Chronique Album
Date de sortie : 23.01.2012
Label : NR One Records
Rédigé par
Hybu, le 11 février 2012
Il y a trois ans, lors de l'écriture de la chronique de l'excellent premier album des Kabeedies, Rumpus, j'étais encore étudiant, je découvrais la vie de stagiaire, la sédentarisation, la hausse modérée de mon niveau de vie et la quasi-disparition de mon temps libre. Durant cette période de transition, allant de plus en plus dangereusement vers la vie adulte, ce saut débraillé dans la pop bubblegum du groupe s'avérait un vrai bain de jouvence. Je sautillais en mettant à rude épreuve les ressors de ma chaise pivotante, inconfortablement collé derrière mon ordinateur et mes documents de travail, épié d'un regard mi amusé mi fureteur par mes collègues au milieu de l'open space. Depuis, j'ai pris du gallon et de l'assurance, et je me demande si la musique du groupe, qui était un tel bonheur à l'époque, résonne toujours autant en moi ?

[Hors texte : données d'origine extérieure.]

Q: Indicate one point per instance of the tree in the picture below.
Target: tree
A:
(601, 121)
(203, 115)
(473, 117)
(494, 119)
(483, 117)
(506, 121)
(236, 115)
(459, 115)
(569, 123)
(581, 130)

Même s'ils ont gardé, fort heureusement, beaucoup de leur sémillante verve chahuteuse (Drowmning Doll, Hang Ups Of The West), les anglais ont décidé de mettre un peu de nuance dans leurs couleurs primaires par l'ajout d'instruments nobles : trompettes, cordes et le désormais (trop) habituel glockenspiel. Le résultat est parfois insolite. En tempérant leur allégresse, les Kabeedies sont presque devenus mélancoliques : Bones, par exemple, sonnerait presque comme du Fanfarlo ! Les trois ans écoulés depuis Rumpus ont fait leur effet, The Kabeedies sont plus adultes, c'est certain. Mais sont-ils aussi pertinents ?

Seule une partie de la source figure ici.